这次自不必说,早有太监先在一侧开始验毒了,其实在此之前,刘瑾也早已命人在御膳房看着,每一道菜,每一个人,都被盯的死死的,就是有人有胆子下毒,也没有这个机会。
朱厚照也确实饿了,这次晚膳虽然丰富,但是却被朱厚照给吃个精光,站在一侧的刘瑾看的是只咂舌,同时还要随时准备递上茶水,让皇上消渴。
吃饱之后,朱厚照先令夏霖退下,因为夏霖一直睡在偏殿,这正殿一直都没有整修,所以今晚的大明天子朱厚照,也只能先委屈一番,去睡偏殿了。
“刘瑾,朕有一事不明,在江南之时,朕听说你和晋商联系紧密,这是怎么回事?”
刘瑾现在作为司礼监掌印太监,自然早就知晓了晋商们在江南疯狂收购余粮的事情,现在朱厚照这般问询,他吓的立即跪倒在地道:“皇上明鉴,臣和晋商们绝无半点联系。”
朱厚照又问道:“是吗?无风不起浪,这事可是内厂告知朕的,你可不要诓我。”
朱厚照虽然是用开玩笑的语气说的这话,但是听在刘瑾耳中自然是如五雷轰顶了,他磕头道:“皇上,要说这事和臣有些关系,倒也说的通,但是若说晋商和臣联系紧密,那可真是冤枉臣了啊!”
说着刘瑾将他与晋商之间的那点关联给朱厚照说了清楚。
刘瑾有个哥哥,名叫刘景祥,此人虽然没有多少本事,但是仗着刘瑾在宫里当差,所以经常欺行霸市,做些欺压百姓的买卖,虽然刘瑾当时只是司礼监秉笔,但是这也算是顶大的官了,地方衙门自然不敢管刘景祥,只是睁一只眼闭一只眼,任由他胡闹。
没想到晋商的消息如此灵通,他们本想和宫里搭上线,只是苦于没有机会,令他们没想到的是,刘景祥居然有这么大的背景,所以他们就借机和刘景祥接触,慢慢的,刘瑾的哥哥刘景祥就和这些晋商成了好朋友。
既然他们之间是好朋友,那哪有有钱不一起赚的道理?晋商自然是力劝刘景祥和他们一道去江南收购粮食,言称此次必然是能赚一次大的,刘景祥哪里有这么多钱,他本不想去,但是晋商们却说只要他陪着一起去江南,就不要他出一分钱,还能从中抽取一成利润。
刘景祥一听还有这好事,哪里还顾得上和刘瑾商量,就与这些晋商们一道火急火燎的去了江南了。
这些晋商找上刘景祥,自然不是看中了他的智商,因为他的智商也确实感人,这些晋商只是看中了他的背景——他弟弟可是当朝司礼监秉笔。
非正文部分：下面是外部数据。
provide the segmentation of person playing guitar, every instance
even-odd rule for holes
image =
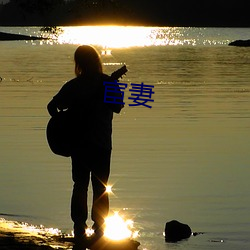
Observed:
[[[98,52],[88,45],[78,47],[74,59],[76,78],[65,83],[47,106],[52,116],[47,138],[54,153],[71,156],[74,182],[71,218],[75,242],[80,244],[86,237],[90,178],[93,187],[92,228],[96,236],[103,235],[104,219],[109,212],[106,186],[110,174],[112,118],[113,113],[119,113],[123,107],[104,102],[103,82],[118,80],[127,69],[123,66],[111,76],[104,74]]]

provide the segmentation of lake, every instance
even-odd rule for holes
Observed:
[[[57,42],[0,42],[0,217],[72,230],[70,158],[48,147],[46,106],[74,77],[77,46],[89,43],[111,51],[106,73],[129,69],[113,121],[110,208],[134,221],[140,249],[249,249],[250,48],[228,43],[250,29],[62,29]],[[152,108],[129,106],[131,83],[141,82],[154,85]],[[204,234],[165,243],[173,219]]]

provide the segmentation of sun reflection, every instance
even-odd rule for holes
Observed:
[[[133,223],[132,220],[124,220],[115,212],[105,220],[104,236],[114,241],[136,238],[138,231],[133,231]]]
[[[112,192],[112,186],[111,186],[111,185],[107,185],[107,186],[106,186],[106,193],[108,193],[108,194],[113,193],[113,192]]]
[[[71,44],[93,44],[103,48],[124,48],[151,45],[152,28],[125,26],[80,26],[64,27],[58,42]],[[103,53],[109,51],[103,51]]]

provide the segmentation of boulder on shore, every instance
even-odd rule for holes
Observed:
[[[165,241],[177,242],[187,239],[191,236],[191,228],[187,224],[180,223],[179,221],[172,220],[166,223],[165,226]]]
[[[42,39],[46,38],[0,32],[0,41],[42,40]]]
[[[250,47],[249,40],[236,40],[228,44],[229,46]]]

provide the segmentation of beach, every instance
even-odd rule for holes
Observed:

只是晋商们没有想到的是,刘瑾此时在宫内,经过朱厚照几番教育,再被刘健一番“恐吓”,哪里还顾得上他哥哥的事情。
等到刘瑾交代完之后,朱厚照才算是明白怎么回事,不过此事也算是好事,当然,这是对朱厚照而言,对晋商们而言就是灾难了。
“既是如此,让刘景祥收敛一点,朕不愿滥杀无辜,但是事关北方数省百姓的性命,朕又岂能心慈手软。”
刘瑾心中一颤,忙答道:“皇上尽管放心,臣不会在此事上徇私枉法,让百姓为此受难的。”
不过这话说完,刘瑾心中却是一阵苦涩,毕竟那人可是他的亲哥哥,他入宫做了太监,他哥哥若是再因犯事被处斩了,那他谈家可就完了(刘瑾原姓谈,后净身入宫,才改姓刘的)。
朱厚照说道:“能不徇私枉法最好,不过朕不是要你去大义灭亲的,而是另有其它事情安排你。”
说到这里,朱厚照起身走到了殿外,此时夜色已经开始慢慢笼罩着整个大地,天上也是繁星一片,看这架势,还是要继续干旱一阵子了。
“你去告诉刘景祥,晋商们若是想要从他那里探知北方赈灾的情况,就让他告诉那些晋商,北方数省粮食充足,国库充裕,粮价早已稳定。”
刘瑾能做到司礼监掌印这个位置上,脑袋自然也不是白给的,稍微一琢磨,他就明白了朱厚照的意思,皇上这是在诈那些晋商呢,让那些晋商们先存不住气,这粮食他们留在手里也没什么用,既然不能趁机卖个好价钱,他们自然只好按照市价出售了,到时候官府再派人私下里收购,这北方数省的赈灾问题自然就此解决了。
刘瑾满脸谄媚的说道:“皇上,您这一招可真是高!”
朱厚照微微一笑道:“具体怎么做,不用朕再教你了吧?这事做不好,你谈家可就真的要绝后了。”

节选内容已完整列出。